American Export became the world’s first airline to offer regularly scheduled landplane commercial flights across the North Atlantic, using the DC-4. Pan Am followed suit, and then graduated to the new Lockheed Constellation and Super Constellation aircraft, with pressurised cabins that allowed them to fly as high as 20,000 feet, and which would have made the journey less turbulent for passengers.

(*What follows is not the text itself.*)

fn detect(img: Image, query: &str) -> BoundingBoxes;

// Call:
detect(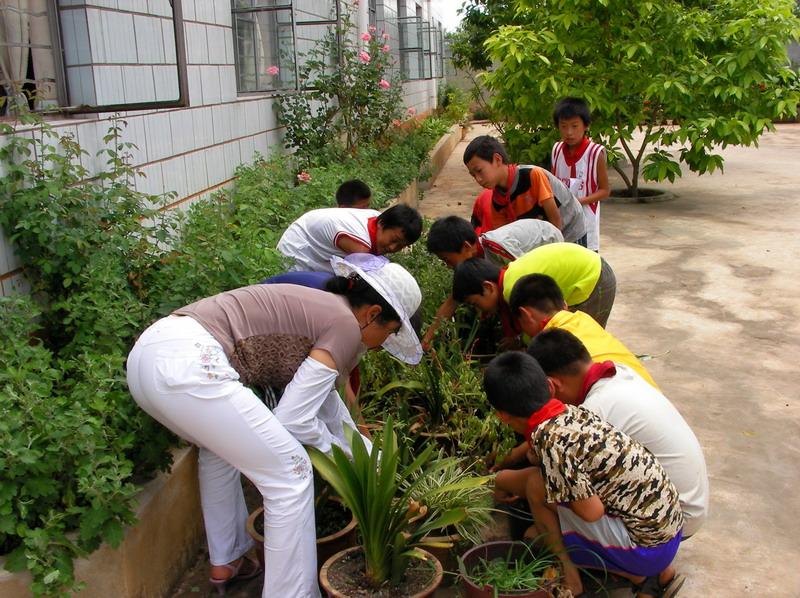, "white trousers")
[128,316,320,598]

In August 1947, Pan American began regular non-stop flights between New York and London using these aircraft. Ravaged by the war, the European airlines were in a weak position and the routes were dominated by the American airlines, but by the later 1940s, Scandinavian Airlines System, the Royal Dutch Airlines, Air France, Belgium’s SABENA, and Swissair were all carrying passengers across the Atlantic as part of a new postwar air travel boom.

By 1950 the transatlantic route had become the world’s number one in terms of traffic, and even today the traffic on this route is increasing almost daily. Patrick Horwood, of National Air Traffic Services, says that for October 2007, there were 9,217 arrivals and departures from the US into UK airspace. This compares to 8,826 for the same month in October 2006, an increase of 4.4 per cent.

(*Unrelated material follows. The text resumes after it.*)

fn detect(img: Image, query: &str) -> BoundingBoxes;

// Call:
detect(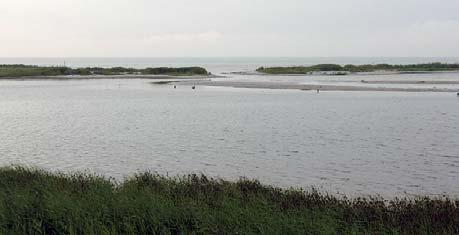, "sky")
[0,0,459,57]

The first jet plane services began in the late 1950s, and supersonic service, in the form of Concorde, was offered from 1976 to 2003.

The latest addition to enter commercial service is the huge Airbus A380, which can carry more passengers than ever before.

On long-haul routes like those across the Atlantic, because gaps in air traffic control and radar coverage over large stretches of ocean and the lack of regular stopping points, safety is paramount. Chris Mason of the Civil Aviation Authority says: “Safety levels are as high as they have ever been, and the industry as a whole is committed and always looking at ways to increase air travel safety.”

“Aeroplane engines are more reliable than ever before, and warning systems in the air and on the ground are very sophisticated – a lot has been done over the years to develop a safety culture in the industry.”

Since the first primitive sail-boats, modern adventurers have made the crossing in hot-air balloons, solar-powered aircraft and even by canoe. But the ideal way to get there and back is by aeroplane, the faster the better, and perhaps this will take the form one day of another supersonic miracle.